Soul, a respect for the essence of things, refers to connection, depth, history, and beauty; less to money. Napa County’s professed primary activity, agriculture, is literally and soulfully connected to its landscape: farming and related services like Blakeley actually work the dirt. Tourism by contrast is a derivative industry, sparkling, meretricious. It generates loads of money, so municipalities and chambers of commerce love it. I do too---until it smothers soul. We are at that critical point now.

Napa is losing its soul when it: refers relentlessly to economics but not to aesthetics; promotes development and a tourism that degrade its semi-rural experience; can’t find a way to protect an Upvalley tradition like Blakeley Construction but has no problem approving a wayward winery’s requests for more visitors.

Tourist revenue may console a county losing its heritage, but extreme tourism confounds residents who believed in Napa’s commitment to its semi-rural character. It’s sad to see the soul of a community sold for a tsunami of tourists.
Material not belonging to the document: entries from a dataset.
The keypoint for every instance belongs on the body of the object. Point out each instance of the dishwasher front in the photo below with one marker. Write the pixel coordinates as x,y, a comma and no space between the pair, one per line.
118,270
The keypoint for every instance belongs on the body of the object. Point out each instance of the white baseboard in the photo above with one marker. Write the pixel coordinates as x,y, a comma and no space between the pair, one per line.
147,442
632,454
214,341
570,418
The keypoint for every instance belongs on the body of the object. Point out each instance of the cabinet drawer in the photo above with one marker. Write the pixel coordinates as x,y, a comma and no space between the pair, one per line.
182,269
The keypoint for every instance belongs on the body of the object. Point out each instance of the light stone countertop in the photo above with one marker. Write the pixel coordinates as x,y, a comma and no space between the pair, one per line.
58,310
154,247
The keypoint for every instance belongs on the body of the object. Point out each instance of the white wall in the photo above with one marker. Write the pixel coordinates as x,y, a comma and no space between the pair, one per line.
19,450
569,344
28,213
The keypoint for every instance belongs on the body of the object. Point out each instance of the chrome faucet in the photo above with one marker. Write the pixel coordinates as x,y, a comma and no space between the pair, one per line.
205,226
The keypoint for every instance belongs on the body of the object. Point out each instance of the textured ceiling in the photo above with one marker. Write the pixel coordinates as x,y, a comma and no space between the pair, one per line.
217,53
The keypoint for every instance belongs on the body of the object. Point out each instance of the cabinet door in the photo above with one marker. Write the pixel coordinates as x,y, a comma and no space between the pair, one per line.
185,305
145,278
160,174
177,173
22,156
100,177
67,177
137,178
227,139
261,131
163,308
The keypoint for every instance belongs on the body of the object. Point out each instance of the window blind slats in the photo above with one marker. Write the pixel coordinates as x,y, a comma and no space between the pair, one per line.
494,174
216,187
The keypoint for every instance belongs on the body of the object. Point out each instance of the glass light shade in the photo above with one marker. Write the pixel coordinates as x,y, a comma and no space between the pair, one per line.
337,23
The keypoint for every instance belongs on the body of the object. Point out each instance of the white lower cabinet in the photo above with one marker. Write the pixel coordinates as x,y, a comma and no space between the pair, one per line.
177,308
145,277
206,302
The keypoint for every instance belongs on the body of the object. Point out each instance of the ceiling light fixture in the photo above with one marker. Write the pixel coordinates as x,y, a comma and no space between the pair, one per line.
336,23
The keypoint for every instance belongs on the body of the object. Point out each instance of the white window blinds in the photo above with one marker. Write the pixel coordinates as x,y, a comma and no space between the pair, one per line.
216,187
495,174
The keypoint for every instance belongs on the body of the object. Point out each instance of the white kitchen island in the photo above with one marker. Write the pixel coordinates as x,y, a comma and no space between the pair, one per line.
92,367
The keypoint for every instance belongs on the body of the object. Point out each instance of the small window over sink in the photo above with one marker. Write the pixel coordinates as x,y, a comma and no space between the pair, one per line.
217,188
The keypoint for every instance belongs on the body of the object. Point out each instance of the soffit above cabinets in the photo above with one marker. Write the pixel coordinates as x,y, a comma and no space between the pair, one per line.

And even tourists, in clogged traffic and perfect tasting rooms, will recognize soulless inauthenticity and eventually disparage “Napafication.”

If soul were strictly a local issue, I wouldn’t offer my poor scribbling here: Calistoga, with hundreds of new resort rooms recently approved, has already rolled its dice.

But the soul of the county may still be salvaged if applications for even more visitors and events are denied. We can appreciate the wine industry---and simultaneously cap its expansion, arrest Napa Valley’s urbanization.

The Blakeley case shows the exploitation of our county has unexpected consequences. Where will it happen next?